Thursday, June 1, 2017

St Lawrence Hall - Survivors Building Toronto Ontario

 St. Lawrence Hall was built in 1850 as a meeting place for public gatherings, concerts and exhibitions. Restored to its original grandeur in 1967, the Hall with its three major rooms continues to serve as a breathtaking venue to inspired special occasions certain to make a lasting impression.

St. Lawrence Hall is a meeting hall in Toronto, Ontario, located at the corner of King Street East and Jarvis Street. It was created to be Toronto's public meeting hall home to public gatherings, concerts, and exhibitions. Its main feature was a thousand-seat amphitheater. For decades the hall was the centre of Toronto's social life, before larger venues took over much of this business. Today the hall continues as a venue for events including weddings, conferences, and art shows.

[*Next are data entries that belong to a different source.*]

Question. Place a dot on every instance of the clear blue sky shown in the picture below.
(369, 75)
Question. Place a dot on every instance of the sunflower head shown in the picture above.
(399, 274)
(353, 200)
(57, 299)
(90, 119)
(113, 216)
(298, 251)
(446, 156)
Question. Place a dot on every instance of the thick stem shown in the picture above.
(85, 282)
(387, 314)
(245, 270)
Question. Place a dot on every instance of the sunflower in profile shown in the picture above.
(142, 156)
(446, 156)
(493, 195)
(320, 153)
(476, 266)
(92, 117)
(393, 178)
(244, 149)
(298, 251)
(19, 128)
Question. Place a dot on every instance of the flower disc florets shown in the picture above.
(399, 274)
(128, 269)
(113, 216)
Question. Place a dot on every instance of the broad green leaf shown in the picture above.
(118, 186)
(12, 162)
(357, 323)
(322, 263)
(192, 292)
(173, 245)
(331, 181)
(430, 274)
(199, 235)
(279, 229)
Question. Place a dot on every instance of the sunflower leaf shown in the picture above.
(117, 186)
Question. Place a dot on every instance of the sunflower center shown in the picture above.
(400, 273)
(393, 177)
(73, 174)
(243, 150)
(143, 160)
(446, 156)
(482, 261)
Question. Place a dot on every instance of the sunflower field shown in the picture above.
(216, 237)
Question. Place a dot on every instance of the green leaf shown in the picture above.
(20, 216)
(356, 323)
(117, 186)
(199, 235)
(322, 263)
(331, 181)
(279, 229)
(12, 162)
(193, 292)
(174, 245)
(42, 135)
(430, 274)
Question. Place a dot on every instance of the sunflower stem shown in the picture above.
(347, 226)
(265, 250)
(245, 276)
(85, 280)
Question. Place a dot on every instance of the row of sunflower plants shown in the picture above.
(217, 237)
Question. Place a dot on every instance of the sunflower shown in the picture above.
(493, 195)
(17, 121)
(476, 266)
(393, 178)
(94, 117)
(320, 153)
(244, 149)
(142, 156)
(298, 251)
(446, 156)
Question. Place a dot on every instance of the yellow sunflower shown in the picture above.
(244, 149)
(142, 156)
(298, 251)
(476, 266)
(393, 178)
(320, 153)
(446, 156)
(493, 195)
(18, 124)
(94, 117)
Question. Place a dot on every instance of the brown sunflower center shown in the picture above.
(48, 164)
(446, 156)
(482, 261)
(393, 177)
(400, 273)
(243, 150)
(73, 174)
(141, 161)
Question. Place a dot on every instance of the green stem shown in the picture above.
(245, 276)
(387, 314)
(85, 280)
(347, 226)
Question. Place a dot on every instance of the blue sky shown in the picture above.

The location was previously part of the Market Square area, and had been the site of the first permanent market buildings. A fire in 1841 caused the northern portions of this building to be pulled down, leading to the building of the current St. Lawrence Market in 1850 a block south at what was then Palace Street, and today known as Front Street. The vacated area at the corner of King and Jarvis was in the heart of the growing community. The Renaissance Revival style building was designed by William Thomas.

It was here that prominent politicians such as John A. Macdonald and George Brown, Fathers of Confederation, addressed the people of Toronto. It was the main venue for musicians and other performers who came to the city. The lower levels were integrated into the market and were home to stores and businesses.

A third storey section of the building was known as St. Patrick Hall, an important meeting place for the Irish Catholic Benevolent Union.

William Thomas (c.1799-26 December 1860) was an architect of both England and Canada. He immigrated to Toronto with his wife and 10 children from Leamington Spa, England due to the economic crisis in 1837. After his emigration to Toronto, his career as a city engineer and architect prospered. One of his well-recognized successful works in architecture after his settlement is St. Lawrence Hall.
Thomas’ work was undoubtedly influenced by 16th-century Italian Renaissance architecture, the central Roman temple that consists of the pediment, four engaged Corinthian columns, and the three arches underneath very closely resemble the work of an Italian Classist architect, Andrea Palladio.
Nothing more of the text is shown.